Monday, December 17, 2007

eyes opened, eyes closed

Hi there! It's an honor to contribute to this blog.

My son was born on Sept. 17, 2006. If you're into reading about unmedicated labor and the attendant joy of pushing out a 10 pound (and some change) baby after over four (no lie) hours of pushing, please be my guest and read about it here.

Every once in awhile, I'll remember bits and pieces of the labor. Such as the role of my eyeballs.

Folks who know me know that I can't see crap without my glasses. It speaks volumes that at some point during the labor - I don't know when - my glasses were removed. Did I take them off? Did my husband or doula helpfully remove them? I got them back eventually, but when? I have no idea. I know that once active labor began, I couldn't see anything.

I didn't need to.

Everything turns inward. Before my own experience, I had heard that drug-free labor transports you to, well, another planet. Basically. In several childbirth books containing various degrees of hippy-dippyness, this planet is "Labor Land." Or maybe "La La Land." I'm not sure any label can approach describing the altered state I found myself in. And my magical hormones have done their work, those little taskmasters, and all is lost in a gray haze of mish-mashed memories now. (Sometimes I tell my husband, "Oh, it wasn't THAT bad," and he just looks at me. Like, "Woman, you're nuts.")

But the glasses flew away at some point. One nurse asked me toward the end, "Do you want a mirror?" I was like, "Mirror what? NO." (Someone also asked me if I wanted to feel Tommy's head as he crowned. I was specifically uninterested in this, but did it anyway. It was...alright, I guess. You know. Other things on my mind after pushing that long.)

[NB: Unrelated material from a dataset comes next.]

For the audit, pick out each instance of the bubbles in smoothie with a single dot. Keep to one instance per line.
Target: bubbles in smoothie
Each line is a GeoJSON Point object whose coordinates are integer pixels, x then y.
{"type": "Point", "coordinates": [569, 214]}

When that precious naked baby body laid on my chest, Tommy's tiny mouth open and squalling, that most fantastic sound in the world that meant all was well and especially that he was OUTSIDE MY BODY, everything was so close. So close and hyper-real and I could see everything perfectly and wonderfully and vividly, no 20/20 required.

I'm a writer and I'm a looker, normally: I like to see things, examine them, study. There was no desire to do any of that during Tommy's birth. He traveled out and my whole body was a vessel, a canal, a passenger ship for him. No mirror, no glasses. I was on that other planet, and it was inside of me.

1 comment:

Cameron Clark | baby business blog said...

So I am seriously hoping for this type of experience. I look forward to Mary Jessica's knowledge and inspiration on this blog.